夜、雨が降ることが増えた。といっても朝は止むし、「え、ぼく雨なんか降らせました?」みたいな顔をして晴れ渡るものだから、むしろ涼しくしてくれてありがとう、なんてことを爽やかに思いたくなってしまう。

今日の昼間も、少し雨が振った。モン族、という民族の民芸品を売る、市場にいたとき。市場の中心から少し外れた道のはしっこに、3軒の小さな店が連なる場所があった。遠くからそれを見て、なんだろう、と思って近付いたときには、もう何軒かの店が軒先の商品を避難させ始めていた。そういえば今まで通り過ぎてきた店たちも、軒先を片付けていた。てっきり、そろそろ店が閉まる時間なのかと思った。まだ16時なのに、と思っていた。違うんだ。みんな、雨を知っていたんだ。

でもまだ降りそうにないよ、と思って、2〜3軒の店の中に入ったとき、後ろで「ダダダ」と打楽器の音がした。

雨だった。

そんなにいきなり降る? と思いつつ、2〜3軒のその店のひとたちが、片付け切れていない商品を慌ただしく店の中に入れるものだから、私も手伝うよ、と言って60リットルくらいの透明なビニール袋いっぱいに入った、なぞのカラフルなボンボンを両手で運ぶ。

モン族とは、中国南部、ベトナム、ラオス、タイなどの広範囲にわたって居住する、山岳少数民族のことを指すらしい。文字を持たない彼らは刺繍にその歴史や想いやことばを込め、支族ごとに異なる模様を持ったまま、現代を生きているようだ。

ここは、その刺繍が施されたかばんや、クッションカバーや、財布や、ポーチを売る場所だった。

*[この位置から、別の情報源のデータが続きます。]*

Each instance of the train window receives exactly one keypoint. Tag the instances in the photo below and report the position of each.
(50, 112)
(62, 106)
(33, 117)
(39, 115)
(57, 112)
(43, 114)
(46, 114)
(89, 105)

ふとピアスが目に入る。いや違う。ピアスを探していたのだ。私が宿泊している、ここから車で15分くらい行った先の「ニマンヘミン」という通りのしゃれおつなセレクトショップで、同じものを見かけた。750バーツ、と書いてあって、ちょっとためらった。

大体3倍だから、です。2500円くらい。でも、屋台のごはんが1食120円で、私が今宿泊している宿が一泊2000円ということを考えると、ためらってしまう金額だった。前に見かけた時よりも、色違いが多かった。

ねぇ、これいくら? と聞いてみる。距離が近い。小さなコンビニくらい、だったらよかったけれど、小さなコンビニの店員さんが入る、会計スペースの方、くらいにはこの店はコンパクトなつくりをしていた。違う、さっき入れたビニール袋が店の中を占拠しているからか。どうでもいいことを思いながら、刺繍をしている手を止めない女の子を見ていた。

「80バーツ」

と答えが返ってくる。聞き間違いかと思う。「笑っちゃうくらい金額が違いうから、街中と」とは聞いていたけれど、まさかここまでとは。

「ふぅん」と普通に返事をして、別に驚いていない風をなぜか装い、「絶対色違いで何個か買う」と決めた私は、何色を買おうかと思案する。

気が付いたら、雨は止んでいた。正味、5分とか、10分だったのだと思う。

東京にいたら舌打ちをして、重い荷物を持ちながらピンヒールを濡らして歩く私が、ピアスを選びながら雨が通りすぎるのをただ待つのは、別に悪いことじゃないな、と思った。

雨が上がったから、マーケット歩きを続ける。

チェンマイには、マーケットが多い。連日開かれるナイト・バザール。地元のひとも訪れるワロロット市場。日曜日の夜、深夜まで行われるサンデー・マーケット。大学の広場で、夕方以降のショッピングモールの通りで、小さな道で。至るところに屋台があった。

もうだいたい、全部歩いたな、っていうかそもそもモン族市場は2回目だし、と思ってソンテウを捕まえる。「MAYA ショッピングモール」まで。と伝える。「メイヤー?」と聞かれる。「マヤ」だと思い込んでいた場所は、「メイヤー」だったと滞在7日目にして初めて知る。ほうほう。


***


「このあと何か予定はある?」「このあと時間はある?」とたまに聞かれる。一瞬くせで、「えっと……nai」と答えてしまいそうになるけれど、ふとよく考えてみると、私には時間がありあまっているはずだと思い当たる。

もちろん細かい予定はあるけれど、基本的には暇なはずなのだ。決まった予定といえば6月10日にインドからイギリスに飛ぶ、ということと、7月27日にフィンランドから一旦日本に帰る、という便の予定しか、思い当たらない。しかもそれも、まだ変更がきく。

気が付いたら、屋根が雨に打たれる音が小さくなっていた。きっともう少ししたら、また止むのだ、雨は。

今日は、たくさん買い物をしたの。少しの雨とカラフルに囲まれた、タイの夜。